One of the best, so it would seem, at utilising social networking platform Twitter, is Canadian author Margaret Atwood. Atwood has written a number of successful novels, such as The Edible Woman and The Handmaid’s Tale, but lately she’s turned her hand to a spot of artwork. After speaking with two of her followers (@DrSnit and @kidney-boy) on Twitter about US comic book convention ComicCon, she designed them their very own avatars (pictured), featuring each follower as a superhero.

The fans were said to be thrilled at being given the designs by such a renowned author, and will no doubt remain lifelong fans. But aside from these two lucky Tweeters, the events have drawn significant attention to Atwood and, of course, drawn in a whole host of new fans and followers.

While many may feel that the worlds of literary fiction and social media are a million mile apart, others have been see quick to see the potential for merging the two together. Last year, Twitter users began tweeting tongue-in-cheek plot summaries of classic novels. These included:

Great Expectations – charlesdickens: Orphan given £££ by secret follower. He thinks it’s @misshavisham but it turns out to be @magwitch


Bridget Jones’s Diary – helenfielding: RT @janeausten Woman meets man called Darcy who seems horrible. He turns out to be nice really. They get together.

‘Hashtagging’ allows for such trends to gain publicity worldwide, and one Tweeter, Tim Collins, has even published a collection of his own plot summaries into a book: The Little Book of Twitter – a business venture all on its own.

In a sense, authors are their very own business venture. Like most businesses, they known the importance of networking, and the opportunities that social media platforms provides to them for connecting with others in the same field. Re-tweeting useful or humorous comments made by other authors can be seen as a nod of approval, helping them gain more followers and offering the opportunity to engage. As well as writers, Twitter is also used by a number of literary agents and other members of the publishing industry, who it can also be great for authors to communicate with.

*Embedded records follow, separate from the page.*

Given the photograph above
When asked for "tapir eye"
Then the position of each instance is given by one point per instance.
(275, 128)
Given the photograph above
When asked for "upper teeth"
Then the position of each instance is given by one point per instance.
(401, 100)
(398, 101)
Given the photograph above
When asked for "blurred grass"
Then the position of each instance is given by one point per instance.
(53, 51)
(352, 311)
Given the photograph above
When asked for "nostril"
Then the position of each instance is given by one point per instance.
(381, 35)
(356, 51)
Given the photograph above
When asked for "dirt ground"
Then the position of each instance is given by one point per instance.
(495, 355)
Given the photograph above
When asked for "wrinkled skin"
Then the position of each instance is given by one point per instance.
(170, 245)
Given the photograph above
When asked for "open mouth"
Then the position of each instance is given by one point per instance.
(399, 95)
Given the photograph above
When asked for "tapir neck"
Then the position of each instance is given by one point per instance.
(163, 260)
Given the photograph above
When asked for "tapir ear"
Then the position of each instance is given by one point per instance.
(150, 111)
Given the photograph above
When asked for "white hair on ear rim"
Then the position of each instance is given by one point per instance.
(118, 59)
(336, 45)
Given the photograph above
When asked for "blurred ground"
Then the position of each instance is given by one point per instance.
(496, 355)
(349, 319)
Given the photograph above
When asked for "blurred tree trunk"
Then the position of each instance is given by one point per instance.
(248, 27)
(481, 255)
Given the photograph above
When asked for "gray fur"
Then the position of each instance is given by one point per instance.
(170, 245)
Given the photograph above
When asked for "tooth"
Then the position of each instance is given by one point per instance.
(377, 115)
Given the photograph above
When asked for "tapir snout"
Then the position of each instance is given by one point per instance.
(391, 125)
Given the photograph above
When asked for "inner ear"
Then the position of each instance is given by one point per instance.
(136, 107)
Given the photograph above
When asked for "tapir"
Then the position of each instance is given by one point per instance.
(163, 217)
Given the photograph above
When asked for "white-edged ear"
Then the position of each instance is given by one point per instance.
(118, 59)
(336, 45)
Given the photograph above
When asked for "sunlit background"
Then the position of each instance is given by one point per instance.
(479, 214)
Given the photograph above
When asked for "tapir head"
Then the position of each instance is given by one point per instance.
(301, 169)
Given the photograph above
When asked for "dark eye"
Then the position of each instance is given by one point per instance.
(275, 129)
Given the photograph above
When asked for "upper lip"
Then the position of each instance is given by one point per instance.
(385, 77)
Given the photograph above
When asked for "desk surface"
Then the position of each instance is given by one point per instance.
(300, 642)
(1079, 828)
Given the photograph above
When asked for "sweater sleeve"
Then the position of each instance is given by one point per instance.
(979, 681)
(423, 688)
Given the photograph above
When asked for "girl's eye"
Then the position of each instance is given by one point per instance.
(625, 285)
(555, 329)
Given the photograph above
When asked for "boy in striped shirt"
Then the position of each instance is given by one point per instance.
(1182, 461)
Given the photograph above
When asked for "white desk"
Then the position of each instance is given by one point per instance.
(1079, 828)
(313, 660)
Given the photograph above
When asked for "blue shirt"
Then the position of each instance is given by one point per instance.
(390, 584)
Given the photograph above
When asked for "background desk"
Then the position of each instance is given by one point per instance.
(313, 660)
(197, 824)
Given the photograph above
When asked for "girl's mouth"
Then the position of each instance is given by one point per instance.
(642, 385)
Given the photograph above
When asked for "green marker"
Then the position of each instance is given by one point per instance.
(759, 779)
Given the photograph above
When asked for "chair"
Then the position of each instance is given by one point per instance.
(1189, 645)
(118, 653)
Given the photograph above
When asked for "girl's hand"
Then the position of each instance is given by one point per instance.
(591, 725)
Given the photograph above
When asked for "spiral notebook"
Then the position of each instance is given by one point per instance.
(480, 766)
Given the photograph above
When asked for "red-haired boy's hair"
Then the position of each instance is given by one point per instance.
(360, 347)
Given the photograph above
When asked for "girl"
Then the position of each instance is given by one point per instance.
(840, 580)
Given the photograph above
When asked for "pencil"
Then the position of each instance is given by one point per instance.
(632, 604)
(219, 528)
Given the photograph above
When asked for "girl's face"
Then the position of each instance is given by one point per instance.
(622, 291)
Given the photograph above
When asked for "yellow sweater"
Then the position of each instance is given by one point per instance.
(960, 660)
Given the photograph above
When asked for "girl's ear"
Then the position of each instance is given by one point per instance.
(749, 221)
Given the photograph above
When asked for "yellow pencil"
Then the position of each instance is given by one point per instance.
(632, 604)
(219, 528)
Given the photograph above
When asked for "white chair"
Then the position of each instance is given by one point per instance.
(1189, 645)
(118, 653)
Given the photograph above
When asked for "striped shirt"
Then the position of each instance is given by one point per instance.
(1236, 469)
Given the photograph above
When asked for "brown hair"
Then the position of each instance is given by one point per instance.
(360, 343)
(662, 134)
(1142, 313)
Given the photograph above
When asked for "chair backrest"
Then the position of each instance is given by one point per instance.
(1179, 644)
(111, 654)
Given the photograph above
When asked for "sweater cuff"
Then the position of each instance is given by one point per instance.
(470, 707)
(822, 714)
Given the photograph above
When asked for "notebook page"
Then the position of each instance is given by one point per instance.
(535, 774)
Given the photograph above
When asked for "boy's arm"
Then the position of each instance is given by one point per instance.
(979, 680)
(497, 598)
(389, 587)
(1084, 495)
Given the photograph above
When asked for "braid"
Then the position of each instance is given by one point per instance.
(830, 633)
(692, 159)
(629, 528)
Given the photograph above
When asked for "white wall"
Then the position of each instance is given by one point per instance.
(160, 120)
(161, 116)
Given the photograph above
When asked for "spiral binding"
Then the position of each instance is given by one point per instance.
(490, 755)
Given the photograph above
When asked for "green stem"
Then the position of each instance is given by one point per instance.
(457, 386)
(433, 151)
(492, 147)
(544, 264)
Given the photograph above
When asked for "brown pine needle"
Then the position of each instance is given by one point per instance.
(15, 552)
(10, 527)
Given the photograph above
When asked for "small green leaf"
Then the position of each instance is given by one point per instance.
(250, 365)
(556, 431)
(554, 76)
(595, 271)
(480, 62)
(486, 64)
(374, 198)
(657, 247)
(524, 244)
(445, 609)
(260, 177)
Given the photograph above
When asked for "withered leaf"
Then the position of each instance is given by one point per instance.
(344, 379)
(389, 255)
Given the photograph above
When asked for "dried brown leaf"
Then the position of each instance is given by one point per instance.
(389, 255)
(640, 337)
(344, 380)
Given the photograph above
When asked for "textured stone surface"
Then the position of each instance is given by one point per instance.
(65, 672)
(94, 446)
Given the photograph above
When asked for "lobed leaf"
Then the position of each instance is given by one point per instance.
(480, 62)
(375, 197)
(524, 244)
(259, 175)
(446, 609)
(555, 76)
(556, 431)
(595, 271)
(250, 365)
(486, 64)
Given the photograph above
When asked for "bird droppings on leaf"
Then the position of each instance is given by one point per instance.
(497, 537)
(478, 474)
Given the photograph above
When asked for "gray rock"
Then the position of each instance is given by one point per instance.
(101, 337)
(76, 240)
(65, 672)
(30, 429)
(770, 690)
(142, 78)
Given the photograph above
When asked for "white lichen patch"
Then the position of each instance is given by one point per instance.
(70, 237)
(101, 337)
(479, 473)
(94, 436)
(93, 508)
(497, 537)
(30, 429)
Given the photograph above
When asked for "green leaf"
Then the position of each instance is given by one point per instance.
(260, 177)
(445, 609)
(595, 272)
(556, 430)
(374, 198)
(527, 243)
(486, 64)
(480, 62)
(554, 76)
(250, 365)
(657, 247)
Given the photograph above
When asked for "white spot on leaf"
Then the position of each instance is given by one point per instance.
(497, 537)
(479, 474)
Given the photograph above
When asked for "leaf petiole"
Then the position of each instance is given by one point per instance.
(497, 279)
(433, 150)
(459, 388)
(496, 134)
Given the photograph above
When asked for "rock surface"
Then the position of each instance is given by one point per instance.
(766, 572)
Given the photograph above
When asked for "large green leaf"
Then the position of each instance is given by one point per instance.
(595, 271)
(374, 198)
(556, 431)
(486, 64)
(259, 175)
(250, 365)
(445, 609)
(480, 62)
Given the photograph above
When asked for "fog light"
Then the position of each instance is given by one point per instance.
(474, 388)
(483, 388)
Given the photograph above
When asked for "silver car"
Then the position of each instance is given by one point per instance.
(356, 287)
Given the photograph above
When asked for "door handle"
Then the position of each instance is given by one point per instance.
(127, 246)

However, as mentioned before, authors are also keen to connect with the general public. Lists provide the perfect opportunity for writers to connect with their target audience. For example, an author who is looking to write a book about a fashion designer in London could follow lists based on London living, fashion designing or even more specific lists for fans of other works of fiction on a similar topic. Of course, there are now many lists of authors writing in a particular style or genre, which will also serve to benefit the authors in question.

The message that the literary world seems to give out about using social media is that it is very much a two-way street. Not only can it be an essential form of engaging with potential customers, but it is also a very effective way of enhancing your end product, and making sure that your work meets its full potential. The value of networking with both industry professionals and your target demographic is, of course, something small businesses need to make the most of.